Beberapa peninggalan mataram islam di Banyumas yaitu ;
- Masjid Saka Tunggal Baitussalam: Masjid ini berlokasi di Desa Cikakak, Kecamatan Wangon, Kabupaten Banyumas. Masjid ini didirikan pada tahun 1288 pada era Mataram Kuno. Masjid ini memiliki arsitektur khas Jawa dengan atap limasan dan tiang-tiang kayu. Masjid ini juga memiliki koleksi naskah-naskah kuno yang ditulis oleh ulama-ulama Banyumas.
- Masjid Saka Tunggal Darussalam: Masjid ini berlokasi di Pekuncen, Kecamatan Pekuncen, Kabupaten Banyumas. Masjid ini juga berasal dari era Mataram Kuno dan memiliki arsitektur yang mirip dengan Masjid Saka Tunggal Baitussalam. Masjid ini juga menyimpan naskah-naskah kuno yang berkaitan dengan ilmu agama dan tasawuf.
- Masjid Agung Nur Sulaiman: Masjid ini berlokasi di sebelah barat alun-alun Banyumas. Masjid ini didirikan pada tahun 1859 oleh Raden Adipati Wiranatakusuma II, bupati Banyumas yang berasal dari keturunan Mataram Islam. Masjid ini memiliki arsitektur yang megah dengan menara-menara tinggi dan kubah-kubah besar. Masjid ini juga menjadi pusat kegiatan keagamaan dan sosial di Banyumas.
- Kompleks Makam Imogiri: Kompleks ini adalah tempat pemakaman raja-raja Mataram Islam yang dibangun oleh Sultan Agung, raja Mataram Islam ketiga, pada tahun 1632. Di sini dimakamkan Sultan Agung beserta keturunannya, termasuk Sunan Amangkurat I, Sunan Amangkurat II, Sunan Amangkurat III, Sunan Pakubuwana I, Sunan Pakubuwana II, dan Sunan Pakubuwana III. Kompleks ini juga menjadi tempat ziarah bagi umat Islam, khususnya pada malam Jumat Kliwon dan Selasa Kliwon.
- Makan Dawuhan : Makam Dawuhan adalah tempat peristirahatan Raden Joko Kaiman, bupati pertama Banyumas yang mendirikan kabupaten ini pada tahun 1572. Beliau adalah keturunan dari Mataram Islam dan memiliki nama lain Adipati Mrapat. Makam Dawuhan berlokasi di Desa Dawuhan, Kecamatan Banyumas, Kabupaten Banyumas, di tepi Kali Bening. Makam ini memiliki arsitektur yang sederhana dengan cungkup kayu dan batu nisan yang bertuliskan aksara Jawa. Makam ini menjadi tempat ziarah bagi masyarakat Banyumas, khususnya pada peringatan hari jadi kabupaten ini.
DAFTAR PUSTAKA
Ryundong Ardera, “Sejarah Lengkap Kerajaan Mataram Islam (Kesulthanan Mataram)” dalam jurnal Academia. Edu 2015.

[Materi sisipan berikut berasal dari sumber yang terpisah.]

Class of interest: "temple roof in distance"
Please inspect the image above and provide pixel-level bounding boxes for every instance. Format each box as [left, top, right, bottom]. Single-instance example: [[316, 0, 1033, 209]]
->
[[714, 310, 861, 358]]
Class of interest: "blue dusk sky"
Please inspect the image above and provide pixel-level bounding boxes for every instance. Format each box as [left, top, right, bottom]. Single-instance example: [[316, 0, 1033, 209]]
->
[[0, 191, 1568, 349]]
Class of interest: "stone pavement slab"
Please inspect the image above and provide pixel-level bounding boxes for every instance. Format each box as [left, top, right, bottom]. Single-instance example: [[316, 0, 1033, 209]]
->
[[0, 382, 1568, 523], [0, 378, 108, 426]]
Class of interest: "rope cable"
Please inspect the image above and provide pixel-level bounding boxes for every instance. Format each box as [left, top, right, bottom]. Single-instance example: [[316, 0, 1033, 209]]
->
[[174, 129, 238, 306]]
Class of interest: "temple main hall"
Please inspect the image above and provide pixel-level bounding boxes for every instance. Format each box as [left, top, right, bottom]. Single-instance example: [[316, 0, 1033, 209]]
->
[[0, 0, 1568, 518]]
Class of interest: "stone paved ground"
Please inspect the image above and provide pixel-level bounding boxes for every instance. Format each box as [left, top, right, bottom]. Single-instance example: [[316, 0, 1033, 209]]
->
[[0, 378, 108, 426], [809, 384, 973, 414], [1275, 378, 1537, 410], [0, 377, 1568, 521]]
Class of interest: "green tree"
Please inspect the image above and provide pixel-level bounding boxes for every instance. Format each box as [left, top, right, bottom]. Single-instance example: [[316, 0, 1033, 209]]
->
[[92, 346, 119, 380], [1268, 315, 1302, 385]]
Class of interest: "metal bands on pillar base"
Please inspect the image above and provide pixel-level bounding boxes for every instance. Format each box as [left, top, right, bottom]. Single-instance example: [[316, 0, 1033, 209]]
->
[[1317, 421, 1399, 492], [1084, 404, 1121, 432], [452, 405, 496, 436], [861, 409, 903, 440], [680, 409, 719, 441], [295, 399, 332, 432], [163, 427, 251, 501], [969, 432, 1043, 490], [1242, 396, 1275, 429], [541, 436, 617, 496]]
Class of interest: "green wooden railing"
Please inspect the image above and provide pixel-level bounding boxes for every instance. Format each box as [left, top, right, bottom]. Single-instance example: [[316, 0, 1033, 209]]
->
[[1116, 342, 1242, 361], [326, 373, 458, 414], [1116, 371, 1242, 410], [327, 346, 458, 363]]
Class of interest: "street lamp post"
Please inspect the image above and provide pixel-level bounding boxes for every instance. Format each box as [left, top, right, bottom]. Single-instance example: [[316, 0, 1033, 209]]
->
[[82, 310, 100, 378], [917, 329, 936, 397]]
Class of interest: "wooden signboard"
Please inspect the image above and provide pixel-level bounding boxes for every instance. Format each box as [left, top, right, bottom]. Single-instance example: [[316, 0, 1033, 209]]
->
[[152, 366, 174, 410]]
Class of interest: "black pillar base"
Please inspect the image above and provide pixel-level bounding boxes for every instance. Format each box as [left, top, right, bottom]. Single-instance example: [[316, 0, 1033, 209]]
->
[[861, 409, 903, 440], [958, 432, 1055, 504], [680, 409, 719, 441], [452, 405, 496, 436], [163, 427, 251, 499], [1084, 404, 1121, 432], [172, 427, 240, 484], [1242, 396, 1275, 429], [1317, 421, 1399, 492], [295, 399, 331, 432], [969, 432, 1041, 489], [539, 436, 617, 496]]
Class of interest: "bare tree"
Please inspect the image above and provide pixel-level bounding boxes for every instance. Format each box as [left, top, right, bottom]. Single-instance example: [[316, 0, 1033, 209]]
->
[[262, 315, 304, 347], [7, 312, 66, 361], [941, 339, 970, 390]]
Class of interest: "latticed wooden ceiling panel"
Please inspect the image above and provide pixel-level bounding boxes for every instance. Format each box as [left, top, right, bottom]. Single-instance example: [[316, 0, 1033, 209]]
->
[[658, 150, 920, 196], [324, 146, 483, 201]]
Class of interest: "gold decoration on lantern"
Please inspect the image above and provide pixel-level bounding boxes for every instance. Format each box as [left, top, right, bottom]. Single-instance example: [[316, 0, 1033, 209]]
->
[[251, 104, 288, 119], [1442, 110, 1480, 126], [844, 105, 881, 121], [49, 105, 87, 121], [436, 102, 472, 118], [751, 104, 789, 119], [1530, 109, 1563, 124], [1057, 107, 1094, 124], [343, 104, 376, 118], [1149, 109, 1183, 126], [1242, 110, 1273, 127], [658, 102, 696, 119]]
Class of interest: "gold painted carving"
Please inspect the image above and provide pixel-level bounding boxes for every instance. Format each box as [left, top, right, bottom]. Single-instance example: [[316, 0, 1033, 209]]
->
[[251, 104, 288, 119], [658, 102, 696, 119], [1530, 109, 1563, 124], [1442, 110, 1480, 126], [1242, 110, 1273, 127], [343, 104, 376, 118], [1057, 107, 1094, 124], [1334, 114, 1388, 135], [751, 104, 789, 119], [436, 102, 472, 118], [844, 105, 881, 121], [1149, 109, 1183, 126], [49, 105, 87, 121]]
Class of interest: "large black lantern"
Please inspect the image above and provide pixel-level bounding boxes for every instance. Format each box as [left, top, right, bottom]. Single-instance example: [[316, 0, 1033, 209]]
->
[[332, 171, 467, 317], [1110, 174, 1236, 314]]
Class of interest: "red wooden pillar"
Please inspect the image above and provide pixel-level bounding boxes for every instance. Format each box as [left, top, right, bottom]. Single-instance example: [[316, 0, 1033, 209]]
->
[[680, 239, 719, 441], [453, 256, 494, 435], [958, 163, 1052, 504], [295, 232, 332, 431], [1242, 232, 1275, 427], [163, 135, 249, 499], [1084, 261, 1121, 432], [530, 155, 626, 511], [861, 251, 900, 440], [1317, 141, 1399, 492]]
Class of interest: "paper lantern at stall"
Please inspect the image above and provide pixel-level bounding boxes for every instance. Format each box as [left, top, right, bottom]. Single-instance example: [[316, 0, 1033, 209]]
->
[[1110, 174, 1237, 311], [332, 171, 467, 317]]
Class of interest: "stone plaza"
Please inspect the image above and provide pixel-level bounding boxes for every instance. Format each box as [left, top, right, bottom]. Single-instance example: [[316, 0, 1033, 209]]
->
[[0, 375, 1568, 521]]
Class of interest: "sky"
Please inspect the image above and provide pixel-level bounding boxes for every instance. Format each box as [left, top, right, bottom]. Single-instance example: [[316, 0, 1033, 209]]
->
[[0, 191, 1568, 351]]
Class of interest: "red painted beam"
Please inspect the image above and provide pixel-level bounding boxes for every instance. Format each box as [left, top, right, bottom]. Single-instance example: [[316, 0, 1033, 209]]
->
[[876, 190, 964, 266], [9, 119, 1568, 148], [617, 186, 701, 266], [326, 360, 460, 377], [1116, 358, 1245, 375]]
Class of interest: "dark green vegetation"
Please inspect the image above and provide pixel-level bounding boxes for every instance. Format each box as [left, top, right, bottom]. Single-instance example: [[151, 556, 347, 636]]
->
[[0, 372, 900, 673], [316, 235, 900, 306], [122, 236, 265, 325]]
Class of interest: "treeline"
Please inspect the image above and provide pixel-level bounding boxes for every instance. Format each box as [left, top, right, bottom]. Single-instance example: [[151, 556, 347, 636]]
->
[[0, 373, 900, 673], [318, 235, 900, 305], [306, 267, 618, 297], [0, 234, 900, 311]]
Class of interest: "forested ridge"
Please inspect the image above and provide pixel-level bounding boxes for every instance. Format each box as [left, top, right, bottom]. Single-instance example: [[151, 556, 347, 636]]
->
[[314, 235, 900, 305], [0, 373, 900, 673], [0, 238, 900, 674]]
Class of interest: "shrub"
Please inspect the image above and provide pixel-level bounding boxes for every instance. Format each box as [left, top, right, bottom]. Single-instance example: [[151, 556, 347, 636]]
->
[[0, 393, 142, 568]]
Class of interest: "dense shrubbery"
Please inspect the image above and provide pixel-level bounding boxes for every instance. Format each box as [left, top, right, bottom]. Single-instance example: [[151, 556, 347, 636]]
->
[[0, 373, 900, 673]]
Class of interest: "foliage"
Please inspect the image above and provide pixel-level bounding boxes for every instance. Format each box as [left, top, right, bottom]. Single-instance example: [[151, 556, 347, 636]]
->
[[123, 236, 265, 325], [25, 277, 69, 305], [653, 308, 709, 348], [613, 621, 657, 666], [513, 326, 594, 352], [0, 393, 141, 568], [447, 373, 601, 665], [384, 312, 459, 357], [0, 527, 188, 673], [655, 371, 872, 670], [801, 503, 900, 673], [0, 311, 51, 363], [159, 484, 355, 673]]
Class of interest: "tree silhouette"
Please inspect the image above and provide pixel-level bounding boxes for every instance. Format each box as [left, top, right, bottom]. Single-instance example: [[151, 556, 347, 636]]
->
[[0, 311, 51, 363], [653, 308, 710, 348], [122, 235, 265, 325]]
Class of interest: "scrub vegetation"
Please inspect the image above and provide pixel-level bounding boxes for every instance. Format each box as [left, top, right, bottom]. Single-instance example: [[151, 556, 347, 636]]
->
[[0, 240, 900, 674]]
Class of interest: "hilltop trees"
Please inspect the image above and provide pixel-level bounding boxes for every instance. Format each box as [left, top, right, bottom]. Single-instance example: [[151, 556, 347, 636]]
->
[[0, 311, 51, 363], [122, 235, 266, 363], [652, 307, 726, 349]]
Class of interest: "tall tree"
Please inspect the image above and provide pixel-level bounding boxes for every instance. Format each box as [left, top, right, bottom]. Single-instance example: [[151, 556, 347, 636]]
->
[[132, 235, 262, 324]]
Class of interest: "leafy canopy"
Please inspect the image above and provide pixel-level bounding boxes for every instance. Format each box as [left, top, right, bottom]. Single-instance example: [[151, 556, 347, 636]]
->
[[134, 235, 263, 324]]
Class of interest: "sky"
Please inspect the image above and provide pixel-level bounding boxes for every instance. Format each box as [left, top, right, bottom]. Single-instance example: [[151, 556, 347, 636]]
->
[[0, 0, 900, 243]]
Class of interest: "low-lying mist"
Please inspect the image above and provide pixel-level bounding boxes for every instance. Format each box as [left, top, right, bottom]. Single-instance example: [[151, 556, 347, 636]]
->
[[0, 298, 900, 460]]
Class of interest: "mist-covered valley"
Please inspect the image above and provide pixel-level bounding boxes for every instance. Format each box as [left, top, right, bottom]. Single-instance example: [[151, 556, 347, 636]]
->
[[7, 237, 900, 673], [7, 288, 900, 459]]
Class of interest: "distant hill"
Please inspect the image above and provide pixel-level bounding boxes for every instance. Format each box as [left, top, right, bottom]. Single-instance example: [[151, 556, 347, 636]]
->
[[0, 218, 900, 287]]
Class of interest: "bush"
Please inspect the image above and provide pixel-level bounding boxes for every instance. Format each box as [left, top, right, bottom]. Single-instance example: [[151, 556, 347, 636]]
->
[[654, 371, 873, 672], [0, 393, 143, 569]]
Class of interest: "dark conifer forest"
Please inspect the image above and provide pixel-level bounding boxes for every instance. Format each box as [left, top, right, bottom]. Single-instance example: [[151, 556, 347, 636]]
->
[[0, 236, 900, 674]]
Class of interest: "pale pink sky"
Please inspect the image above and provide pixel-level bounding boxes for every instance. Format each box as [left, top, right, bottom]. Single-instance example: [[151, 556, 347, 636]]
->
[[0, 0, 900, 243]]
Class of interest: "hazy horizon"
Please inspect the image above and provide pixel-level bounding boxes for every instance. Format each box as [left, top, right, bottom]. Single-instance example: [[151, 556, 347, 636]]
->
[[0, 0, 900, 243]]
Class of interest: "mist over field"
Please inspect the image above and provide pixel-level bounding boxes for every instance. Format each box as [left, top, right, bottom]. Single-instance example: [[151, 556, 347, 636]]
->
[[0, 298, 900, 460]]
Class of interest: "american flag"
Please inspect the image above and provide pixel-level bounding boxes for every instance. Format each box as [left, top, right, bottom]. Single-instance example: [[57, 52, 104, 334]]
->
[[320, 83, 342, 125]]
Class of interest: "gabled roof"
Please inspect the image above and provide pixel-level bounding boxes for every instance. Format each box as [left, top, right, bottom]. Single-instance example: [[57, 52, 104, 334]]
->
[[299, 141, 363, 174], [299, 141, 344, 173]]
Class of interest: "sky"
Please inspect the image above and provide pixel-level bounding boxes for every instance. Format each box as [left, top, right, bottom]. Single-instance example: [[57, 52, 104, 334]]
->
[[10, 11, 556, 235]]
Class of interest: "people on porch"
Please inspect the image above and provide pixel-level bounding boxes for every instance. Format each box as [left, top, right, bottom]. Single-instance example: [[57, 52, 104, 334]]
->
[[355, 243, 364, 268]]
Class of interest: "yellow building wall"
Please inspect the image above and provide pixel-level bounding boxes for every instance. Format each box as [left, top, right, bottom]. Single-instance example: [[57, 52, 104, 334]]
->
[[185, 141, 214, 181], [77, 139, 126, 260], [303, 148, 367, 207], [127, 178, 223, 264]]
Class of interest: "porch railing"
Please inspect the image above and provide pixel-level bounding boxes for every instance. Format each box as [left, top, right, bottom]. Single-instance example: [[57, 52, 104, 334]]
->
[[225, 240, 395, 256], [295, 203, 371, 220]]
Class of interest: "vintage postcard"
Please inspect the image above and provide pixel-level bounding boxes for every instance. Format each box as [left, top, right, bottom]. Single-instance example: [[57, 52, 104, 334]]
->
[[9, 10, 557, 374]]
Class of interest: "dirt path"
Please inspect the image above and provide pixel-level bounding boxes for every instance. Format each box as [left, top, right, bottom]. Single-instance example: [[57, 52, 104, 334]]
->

Suarasurakarta.id, “Sejarah Terbentuknya Keraton Kasunanan Surakarta dan Mangkunegara di Solo” dalam https://surakarta.suara.com/read/2023/11/15/202019/sejarah-terbentuknya-keraton-kasunanan-surakarta-dan-mangkunegaran-di-solo diakses pada 30 januari pukul 20.15 wib.
KRH.Drs. R. Pudjianto, “KEADAAN PEMERINTAHAN DI KABUPATEN BANYUMAS SEJAK ZAMAN PAJANG SAMPAI SESUDAH PERANG DIPONEGORO DAN MASA PEMERINTAHAN RI”. Asip Banyumas.
Wawancara dengan pak Deskart, narasumber, DINPORABUDPAR, pada hari Rabu, 10 Januari pukul 15.00 wib dan hari Jumat, 26 Januari 2024 pukul 15.30 wib.